Physical environment for drone setup

On the whole, we find most teachers in Australia and the United States will run large drone programs in the school gymnasium or hall. Sometimes in regional or remote parts of Australia, a large undercover area, with netted sides and no air conditioning is the solution. 

In Indonesia and the Philippines, the infrastructure was a mixed bag, but again, the ability to adapt the program to the location is a big part of what we do. In Jakarta we had an indoor (non-aircon) footsal pitch, but in Bandung we had a great air-conditioned large conference room. Just like in Australia, the more rural and remote an area is, the more likely it is that teachers and schools need to come up with inventive solutions.

The similarities between how we educate run deep

We noticed that a lot of the challenges that teachers in Australia and the United States tell us they face are the same as here (although to differing degrees), such as how crowded the curriculum is, access to budgets for new equipment, and class sizes.

Kids are kids and learnings are learnings

Probably what always strikes us the most about teaching drones overseas is just how universal it is. Ultimately, kids are kids and they get seriously excited when there’s a drone flying in the air, whether they’re in central Sydney or a remote province of Indonesia. 

And the learning outcomes are the same. By that, we don’t mean the official government-mandated learning expectations as these change from country to country. We mean that we see the same process happen:

  1. Kids see the drone fly.
  2. They realise how to use coding to map the course of the drone.
  3. They take images and then analyse the data.
  4. They share it with, well, everyone. Drones are exciting!

    The same cogs are turning!

Geographic location doesn’t stop the same cogs turning in the minds of students.

When we were in the Philippines, we saw this with the group of kids from Pampanga, a regional town. Many of these kids had limited access to technology and certainly hadn’t flown a drone before. But they were adept at working with each other to solve problems, probably much more than students in Australia are. They were often crowded around the iPads, solving the problems, and excitedly talking in Filipino when they figured out the next step. Just like students in Australia though, their persistence with the coding, to get their drone mission just right, was great to see.

Students

Feeling overwhelmed about starting out with drones

We also noticed a similarity in feeling overwhelmed at times. This is generally directed at introducing digital technologies in the classroom. So many of our participants in the Philippines and Indonesia were incredibly apprehensive before they did a She Maps course. It makes a huge amount of sense given that people don’t know what their skill level is going to be before they use it. Flying safely and being in control of a relatively expensive piece of technology is intimidating when you’re starting out.
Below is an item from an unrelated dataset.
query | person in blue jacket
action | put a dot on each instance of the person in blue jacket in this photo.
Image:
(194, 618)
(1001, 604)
Fortunately, microdrones are a piece of cake. Or a piece of murtabak if we’re in Indonesia. The safety rules are simple and easy to adhere to. It’s pretty difficult to break a microdrone, even if you crash it. And we find most people get used to the controls after their first few flights. Put it this way, we’ve never seen someone get totally out of control flying a microdrone.

Funding challenges for teachers

Another similarity we noticed were the funding challenges around digital technology. Particularly in the public sector, it’s not always up to the individual teacher how their budget is spent. Department heads and Principals have a responsibility to invest in technology that is going to last and that’s going to be highly valuable for students in the future. 
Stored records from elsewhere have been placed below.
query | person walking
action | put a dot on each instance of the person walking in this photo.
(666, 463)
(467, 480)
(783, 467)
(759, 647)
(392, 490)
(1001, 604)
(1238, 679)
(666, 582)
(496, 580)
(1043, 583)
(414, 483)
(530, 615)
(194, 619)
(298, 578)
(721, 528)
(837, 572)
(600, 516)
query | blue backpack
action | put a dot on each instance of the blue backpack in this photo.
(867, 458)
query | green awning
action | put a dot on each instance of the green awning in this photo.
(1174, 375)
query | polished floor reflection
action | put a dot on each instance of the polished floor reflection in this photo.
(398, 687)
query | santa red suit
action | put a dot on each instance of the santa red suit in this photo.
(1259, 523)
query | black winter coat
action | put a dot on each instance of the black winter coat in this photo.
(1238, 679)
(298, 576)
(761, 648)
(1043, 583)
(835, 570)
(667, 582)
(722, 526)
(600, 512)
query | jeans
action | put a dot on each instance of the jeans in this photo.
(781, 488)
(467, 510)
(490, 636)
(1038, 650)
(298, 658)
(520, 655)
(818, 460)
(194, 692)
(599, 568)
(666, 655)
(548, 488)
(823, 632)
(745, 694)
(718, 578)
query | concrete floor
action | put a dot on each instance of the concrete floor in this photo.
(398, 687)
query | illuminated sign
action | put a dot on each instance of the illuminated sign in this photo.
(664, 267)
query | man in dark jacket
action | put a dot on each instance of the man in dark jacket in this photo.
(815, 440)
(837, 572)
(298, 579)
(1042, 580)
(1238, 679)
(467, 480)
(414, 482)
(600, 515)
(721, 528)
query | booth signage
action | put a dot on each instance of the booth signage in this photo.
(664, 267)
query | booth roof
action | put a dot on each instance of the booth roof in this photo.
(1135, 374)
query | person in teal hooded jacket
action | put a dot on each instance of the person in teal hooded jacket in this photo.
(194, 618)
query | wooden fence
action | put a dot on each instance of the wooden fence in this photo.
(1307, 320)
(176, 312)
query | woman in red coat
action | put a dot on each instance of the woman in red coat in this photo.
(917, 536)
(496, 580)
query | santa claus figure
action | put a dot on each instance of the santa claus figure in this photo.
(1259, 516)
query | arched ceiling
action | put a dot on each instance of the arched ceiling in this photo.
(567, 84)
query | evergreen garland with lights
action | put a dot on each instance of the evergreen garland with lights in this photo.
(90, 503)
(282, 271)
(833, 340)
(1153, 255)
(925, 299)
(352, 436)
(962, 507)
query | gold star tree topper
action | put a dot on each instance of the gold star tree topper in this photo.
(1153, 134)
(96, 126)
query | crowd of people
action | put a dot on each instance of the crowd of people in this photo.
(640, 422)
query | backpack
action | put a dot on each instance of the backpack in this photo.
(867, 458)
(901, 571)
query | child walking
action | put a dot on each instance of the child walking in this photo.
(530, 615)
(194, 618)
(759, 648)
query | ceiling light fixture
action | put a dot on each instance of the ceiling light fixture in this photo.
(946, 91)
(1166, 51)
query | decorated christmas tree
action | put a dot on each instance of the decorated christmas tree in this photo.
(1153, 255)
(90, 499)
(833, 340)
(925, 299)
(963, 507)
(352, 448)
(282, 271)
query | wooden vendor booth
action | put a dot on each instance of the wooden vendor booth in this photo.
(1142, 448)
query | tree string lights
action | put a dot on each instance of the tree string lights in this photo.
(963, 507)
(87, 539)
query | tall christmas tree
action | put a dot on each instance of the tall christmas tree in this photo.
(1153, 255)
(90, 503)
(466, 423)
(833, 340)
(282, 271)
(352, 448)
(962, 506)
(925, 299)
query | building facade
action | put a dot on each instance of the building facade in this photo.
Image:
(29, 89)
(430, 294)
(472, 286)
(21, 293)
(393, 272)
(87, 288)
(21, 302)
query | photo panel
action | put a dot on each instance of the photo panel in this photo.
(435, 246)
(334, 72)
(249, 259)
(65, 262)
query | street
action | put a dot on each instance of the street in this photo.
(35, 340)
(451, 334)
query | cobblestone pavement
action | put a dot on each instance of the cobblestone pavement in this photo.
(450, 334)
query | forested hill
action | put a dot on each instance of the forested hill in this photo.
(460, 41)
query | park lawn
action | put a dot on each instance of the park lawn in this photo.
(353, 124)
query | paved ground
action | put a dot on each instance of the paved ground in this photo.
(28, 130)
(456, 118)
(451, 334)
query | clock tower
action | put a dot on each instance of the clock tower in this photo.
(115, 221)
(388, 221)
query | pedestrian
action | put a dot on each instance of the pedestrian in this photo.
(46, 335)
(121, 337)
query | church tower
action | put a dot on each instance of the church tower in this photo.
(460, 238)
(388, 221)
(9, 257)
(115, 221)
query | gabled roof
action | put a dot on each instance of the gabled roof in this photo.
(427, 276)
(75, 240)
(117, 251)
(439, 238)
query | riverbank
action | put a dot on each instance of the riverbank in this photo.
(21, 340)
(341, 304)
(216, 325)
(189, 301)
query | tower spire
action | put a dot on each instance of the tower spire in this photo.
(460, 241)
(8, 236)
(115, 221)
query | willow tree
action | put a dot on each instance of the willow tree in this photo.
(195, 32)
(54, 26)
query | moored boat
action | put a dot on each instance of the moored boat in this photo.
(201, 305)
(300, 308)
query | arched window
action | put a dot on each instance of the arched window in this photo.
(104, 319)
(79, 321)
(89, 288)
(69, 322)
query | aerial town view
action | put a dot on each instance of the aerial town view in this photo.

Depending on the school, sometimes these individuals take some convincing, which places time and career pressure on teachers to do this. We are currently working on some resources to help teachers eliminate this barrier. If you have experience with this, we would love to hear from you via email.

Ultimately, similarities can be found in the most unlikely places. A teacher in the huge urban sprawl of Bandung, Indonesia, surrounded by high volcanic peaks and tropical hills can experience the same challenges as a teacher in tiny, rural Goondiwindi in Queensland, Australia.

As we’re all discovering at the moment, there’s something very comforting about these shared experiences.